A exportação simplificada é uma alternativa pouco conhecida, mas extremamente útil para quem está começando a vender para o exterior ou realiza operações pontuais. Ainda assim, muitas empresas deixam de usar esse modelo por falta de informação ou por acreditarem, erroneamente, que ele não é permitido.
Por isso, entender quem pode usar a exportação simplificada e em quais situações ela é aplicada é essencial. Além disso, escolher o regime correto evita burocracia desnecessária e reduz custos operacionais.
Neste artigo, você vai entender o que é exportação simplificada, quem pode usar e quais são seus limites.
O Que é Exportação Simplificada?
Antes de tudo, a exportação simplificada é um modelo de exportação com procedimentos menos burocráticos, criado para operações de menor complexidade.
Ela é utilizada, principalmente, quando:
- O valor da operação é mais baixo
- A exportação é eventual
- A mercadoria não exige controles especiais
Ou seja, trata-se de uma forma mais ágil de exportar, desde que os requisitos sejam atendidos.
Quem Pode Usar a Exportação Simplificada?
A exportação simplificada pode ser usada por:
- Pessoas jurídicas
- Micro e pequenas empresas
- Empresas que exportam de forma eventual
- Negócios que estão iniciando no mercado internacional
Portanto, não é exclusiva de grandes exportadores. Pelo contrário, ela costuma atender justamente quem está começando.
Exportação Simplificada Pode Ser Usada por MEI?
Esse ponto gera muita dúvida.
O MEI pode exportar, inclusive de forma simplificada, desde que:
- A atividade esteja compatível com o produto exportado
- O limite de faturamento anual seja respeitado
- A operação não descaracterize o MEI
Assim, embora seja possível, é preciso avaliar se a exportação faz sentido dentro do enquadramento do MEI.
Qual Documento é Usado na Exportação Simplificada?
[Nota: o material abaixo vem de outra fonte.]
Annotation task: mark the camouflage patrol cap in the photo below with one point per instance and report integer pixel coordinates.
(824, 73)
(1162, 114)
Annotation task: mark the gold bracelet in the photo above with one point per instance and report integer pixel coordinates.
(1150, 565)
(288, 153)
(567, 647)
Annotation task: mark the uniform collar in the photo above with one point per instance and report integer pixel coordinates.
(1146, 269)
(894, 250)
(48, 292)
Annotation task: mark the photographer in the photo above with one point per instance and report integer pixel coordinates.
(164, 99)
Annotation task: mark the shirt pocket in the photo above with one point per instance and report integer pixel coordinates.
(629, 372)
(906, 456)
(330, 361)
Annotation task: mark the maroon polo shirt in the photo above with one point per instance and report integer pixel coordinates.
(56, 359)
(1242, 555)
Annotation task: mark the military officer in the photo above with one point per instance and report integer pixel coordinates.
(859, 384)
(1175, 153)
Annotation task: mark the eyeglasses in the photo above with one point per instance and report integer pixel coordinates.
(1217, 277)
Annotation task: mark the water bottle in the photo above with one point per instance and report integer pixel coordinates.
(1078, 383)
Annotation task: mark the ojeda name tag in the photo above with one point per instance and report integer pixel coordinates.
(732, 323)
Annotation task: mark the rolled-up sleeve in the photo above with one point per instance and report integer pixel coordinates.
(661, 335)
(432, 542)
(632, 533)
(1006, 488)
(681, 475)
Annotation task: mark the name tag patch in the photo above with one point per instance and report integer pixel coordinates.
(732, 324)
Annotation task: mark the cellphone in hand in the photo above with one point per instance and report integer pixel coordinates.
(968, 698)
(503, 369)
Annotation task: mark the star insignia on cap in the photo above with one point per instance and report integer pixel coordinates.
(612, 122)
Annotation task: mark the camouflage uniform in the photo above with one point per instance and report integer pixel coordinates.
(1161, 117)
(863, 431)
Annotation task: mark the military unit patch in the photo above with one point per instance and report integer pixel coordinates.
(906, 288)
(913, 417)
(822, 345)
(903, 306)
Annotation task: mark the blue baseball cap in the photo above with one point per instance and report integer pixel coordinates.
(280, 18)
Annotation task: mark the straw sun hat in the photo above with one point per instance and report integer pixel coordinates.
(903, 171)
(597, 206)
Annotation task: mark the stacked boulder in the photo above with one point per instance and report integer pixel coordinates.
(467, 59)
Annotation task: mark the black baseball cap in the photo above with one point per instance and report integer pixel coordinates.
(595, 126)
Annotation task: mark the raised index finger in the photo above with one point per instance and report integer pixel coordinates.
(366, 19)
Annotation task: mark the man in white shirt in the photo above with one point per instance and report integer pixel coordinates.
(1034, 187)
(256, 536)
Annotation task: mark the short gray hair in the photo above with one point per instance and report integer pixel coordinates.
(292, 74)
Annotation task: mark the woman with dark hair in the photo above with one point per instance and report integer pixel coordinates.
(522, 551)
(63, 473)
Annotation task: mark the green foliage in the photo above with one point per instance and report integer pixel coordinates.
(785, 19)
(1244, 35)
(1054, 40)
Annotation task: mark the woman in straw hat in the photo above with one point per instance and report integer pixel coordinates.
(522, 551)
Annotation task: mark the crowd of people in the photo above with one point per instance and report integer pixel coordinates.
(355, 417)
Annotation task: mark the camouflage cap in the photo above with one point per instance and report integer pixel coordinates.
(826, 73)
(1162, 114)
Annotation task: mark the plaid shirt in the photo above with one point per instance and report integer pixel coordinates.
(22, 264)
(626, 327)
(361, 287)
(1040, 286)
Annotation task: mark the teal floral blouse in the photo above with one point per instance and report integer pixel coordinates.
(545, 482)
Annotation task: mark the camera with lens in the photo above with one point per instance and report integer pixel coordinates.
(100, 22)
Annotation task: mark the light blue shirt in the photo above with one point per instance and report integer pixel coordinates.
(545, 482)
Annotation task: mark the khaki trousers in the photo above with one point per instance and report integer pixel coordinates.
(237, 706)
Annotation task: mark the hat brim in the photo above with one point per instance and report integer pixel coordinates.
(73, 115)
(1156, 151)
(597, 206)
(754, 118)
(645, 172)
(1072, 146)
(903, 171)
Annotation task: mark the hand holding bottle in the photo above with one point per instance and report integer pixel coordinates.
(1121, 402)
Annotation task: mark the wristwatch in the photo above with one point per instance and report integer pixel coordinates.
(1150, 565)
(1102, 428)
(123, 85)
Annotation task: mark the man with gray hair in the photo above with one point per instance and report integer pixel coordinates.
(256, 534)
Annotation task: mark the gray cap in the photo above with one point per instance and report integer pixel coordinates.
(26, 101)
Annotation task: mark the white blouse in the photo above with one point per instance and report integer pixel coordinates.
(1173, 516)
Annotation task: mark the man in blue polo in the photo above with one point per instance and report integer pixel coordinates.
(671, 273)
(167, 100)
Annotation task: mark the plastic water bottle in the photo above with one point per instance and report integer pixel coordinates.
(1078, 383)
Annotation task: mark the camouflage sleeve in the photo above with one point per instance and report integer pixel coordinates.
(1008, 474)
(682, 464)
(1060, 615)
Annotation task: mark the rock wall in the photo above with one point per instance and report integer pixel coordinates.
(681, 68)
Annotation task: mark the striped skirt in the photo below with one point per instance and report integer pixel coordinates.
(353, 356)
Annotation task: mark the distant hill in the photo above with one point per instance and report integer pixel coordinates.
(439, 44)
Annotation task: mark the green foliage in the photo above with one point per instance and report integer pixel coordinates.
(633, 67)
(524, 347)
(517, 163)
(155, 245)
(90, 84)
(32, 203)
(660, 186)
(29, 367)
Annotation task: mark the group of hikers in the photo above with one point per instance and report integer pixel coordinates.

Na prática, a exportação simplificada utiliza a DUE Simplificada, registrada no Portal Único Siscomex.
Esse modelo:
- Reduz campos obrigatórios
- Simplifica o preenchimento
- Mantém controle aduaneiro
Entretanto, isso não elimina a necessidade de atenção aos dados informados.
Informações gerais:
https://www.siscomex.gov.br/
Existe Limite de Valor na Exportação Simplificada?
Sim.
A exportação simplificada possui limites de valor, que variam conforme o tipo de operação e o canal utilizado (correios, courier ou despacho simplificado).
Por isso, antes de escolher esse modelo, é fundamental confirmar:
- Valor da mercadoria
- Frequência das exportações
- Exigências do país de destino
Quando o limite é ultrapassado, a exportação deve seguir o modelo formal.
Quais Mercadorias Podem Usar Exportação Simplificada?
Nem todo produto pode ser exportado de forma simplificada.
Em geral, ficam de fora:
- Produtos sujeitos a controle de órgãos anuentes
- Mercadorias perigosas
- Itens com exigências técnicas específicas
Por isso, a análise do produto é sempre o primeiro passo.
Referência geral:
https://www.gov.br/mdic/pt-br/assuntos/comercio-exterior
Exportação Simplificada x Exportação Formal
Entender a diferença evita erro de enquadramento.
Exportação Simplificada
- Menos burocracia
- Indicada para operações pontuais
- Limite de valor
- Menor complexidade
Exportação Formal
- Procedimento completo
- Sem limite de valor
- Exigida para exportações recorrentes
- Maior controle fiscal
Assim, a escolha depende do perfil da operação.
Vantagens da Exportação Simplificada
Entre os principais benefícios estão:
- Processo mais rápido
- Menos burocracia
- Menor custo operacional
- Ideal para quem está testando o mercado externo
Por isso, ela costuma ser a porta de entrada para novos exportadores.
Limitações da Exportação Simplificada
Apesar das vantagens, existem limites claros:
- Não serve para grandes volumes
- Não atende todos os produtos
- Pode não ser aceita em operações recorrentes
- Exige atenção aos limites legais
Consequentemente, o crescimento da exportação leva naturalmente ao modelo formal.
Erros Comuns ao Usar Exportação Simplificada
Alguns erros aparecem com frequência:
- Ignorar limite de valor
- Usar exportação simplificada de forma recorrente
- Não analisar exigências do produto
- Acreditar que não há fiscalização
Como resultado, a operação pode ser questionada pela Receita.
Exportação Simplificada é Porta de Entrada, Não Destino Final
A exportação simplificada funciona muito bem como primeiro passo.
Entretanto, à medida que o volume cresce, a empresa precisa migrar para o modelo formal.
Portanto, usar corretamente esse regime ajuda a ganhar experiência sem assumir riscos desnecessários.